= Ministerialis =

European medieval social class

The ministeriales (singular: ministerialis) were a legally unfree but socially elite class of knights, administrators, and officials in the High Middle Ages in the Holy Roman Empire, drawn from a mix of servile origins, free commoners, and even younger sons of minor noble families, who served secular and ecclesiastical lords and often rose to hold hereditary land, noble titles, and political power indistinguishable from the free nobility.
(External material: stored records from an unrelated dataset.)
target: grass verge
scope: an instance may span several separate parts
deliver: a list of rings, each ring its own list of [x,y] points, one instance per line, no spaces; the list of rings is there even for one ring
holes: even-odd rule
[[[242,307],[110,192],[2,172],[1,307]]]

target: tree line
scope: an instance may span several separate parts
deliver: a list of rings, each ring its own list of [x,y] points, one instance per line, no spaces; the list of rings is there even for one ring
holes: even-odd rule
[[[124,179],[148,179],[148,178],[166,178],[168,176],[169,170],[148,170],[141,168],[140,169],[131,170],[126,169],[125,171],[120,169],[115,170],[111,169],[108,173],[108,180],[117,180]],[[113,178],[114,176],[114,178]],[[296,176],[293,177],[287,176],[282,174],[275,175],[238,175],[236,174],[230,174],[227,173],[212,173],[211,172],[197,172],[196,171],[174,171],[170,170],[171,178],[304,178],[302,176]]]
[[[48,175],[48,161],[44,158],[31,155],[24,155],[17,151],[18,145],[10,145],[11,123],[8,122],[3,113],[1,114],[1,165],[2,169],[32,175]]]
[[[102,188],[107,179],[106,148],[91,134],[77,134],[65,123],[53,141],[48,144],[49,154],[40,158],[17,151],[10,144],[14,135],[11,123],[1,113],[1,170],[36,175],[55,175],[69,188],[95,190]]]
The word and its German translations, Ministeriale(n) and Dienstmann, came to describe those unfree nobles who made up a large majority of what could be described as the German knighthood during that time. What began as an irregular arrangement of workers with a wide variety of duties and restrictions rose in status and wealth to become the power brokers of an empire.

The ministeriales were not legally free people, but held social rank. Legally, their liege lord determined whom they could or could not marry, and they were not able to transfer their lords' properties to heirs or spouses. They were, however, considered members of the nobility since that was a social designation, not a legal one. Ministeriales were trained knights, held military responsibilities and surrounded themselves with the trappings of knighthood, and so were accepted as noblemen.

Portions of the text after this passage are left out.